D3.jsは、可視化の自由度に注目がいきますが、ライブラリとして評価されているところはブラウザ上での可視化に必要な機能が一通りライブラリとして整備されていることで、たとえば「ヒストグラムのビンの計算といった統計的な基礎の計算」が行えたり、「様々な形式のデータファイルを非同期的に読み込んで可視化する際に扱いやすい多次元配列を内包するJSON形式に変換(RやPythonでいうところのデータフレームのようなもの)」したり、といったことが含まれます。

D3.jsを用いると、SVGだけでなく、HTML上のフォーム要素(例:ラジオボタンやチェックボックス)などもデータドリブンに生成することが可能です。データ可視化におけるフォーム要素は「データと描画」もしくは「描画のみ」を操作するために利用されますから、可視化そのもの同様に、データドリブンに生成・変更できる必要があります。

このD3.jsの機能を利用して、レイアウト指定がトリッキーな、積み重ね棒グラフなどについて、SVGを用いずにCSSのFlexbox機能を使って実装してみた、というのが紹介する記事ということになります。

CSS3のFlexboxって何だっけ

ユーザーインターフェイスデザイン用に最適化された、CSS3で採用されたWeb標準のレイアウトモデルです。あるコンテナのアイテム内のレイアウトの最適化に向いています。
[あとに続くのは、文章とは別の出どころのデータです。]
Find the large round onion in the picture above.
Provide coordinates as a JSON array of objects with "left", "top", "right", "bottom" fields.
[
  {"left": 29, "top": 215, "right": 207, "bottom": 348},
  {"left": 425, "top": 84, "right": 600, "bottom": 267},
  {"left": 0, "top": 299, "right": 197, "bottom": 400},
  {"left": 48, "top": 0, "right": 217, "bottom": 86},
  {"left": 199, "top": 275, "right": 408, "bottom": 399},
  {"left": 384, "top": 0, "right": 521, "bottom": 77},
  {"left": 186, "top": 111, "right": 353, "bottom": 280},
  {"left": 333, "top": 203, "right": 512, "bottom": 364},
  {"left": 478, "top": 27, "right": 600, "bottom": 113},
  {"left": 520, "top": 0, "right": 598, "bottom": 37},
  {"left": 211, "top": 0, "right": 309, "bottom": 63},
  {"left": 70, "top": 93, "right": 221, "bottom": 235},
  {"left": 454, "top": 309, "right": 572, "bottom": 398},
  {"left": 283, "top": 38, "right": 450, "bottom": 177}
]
以下のようなことが実現できます。

  • 任意の方向にレイアウト
  • サイズを「フレックス」して、未使用のスペースを埋めるために拡大するか、親のオーバーフローを回避するために縮小する
  • 水平方向と垂直方向の両方の配置を操作
  • コンテナ内のアイテムをネスト(水平内側垂直、または垂直内側水平)させて、2次元のレイアウトを作成

結果は…

具体的な成果についてはそれほど長い記事でもないのでリンク先の元記事を参照してもらえればと思いますが、矩形(四角形)の幾何図形を用いて、整列を柔軟に行うことができる、という性質を利用すれば、使い所がありそうです。SVGの空間座標が左上が(0,0)、右下がたとえば(100,100)といった座標系ですから、下から上へ積み上げる系のチャート描画の計算には一苦労します。そういった実装をする際の、非直感的な座標指定の気持ち悪さを解消する、といった感じでしょうか。

それ以外でも、今すぐパッとは思いつきませんが、これまでのチャートやグラフとは少し違った独自の可視化表現を探る際に、実装の手数の一つとして覚えておいていいかもしれません。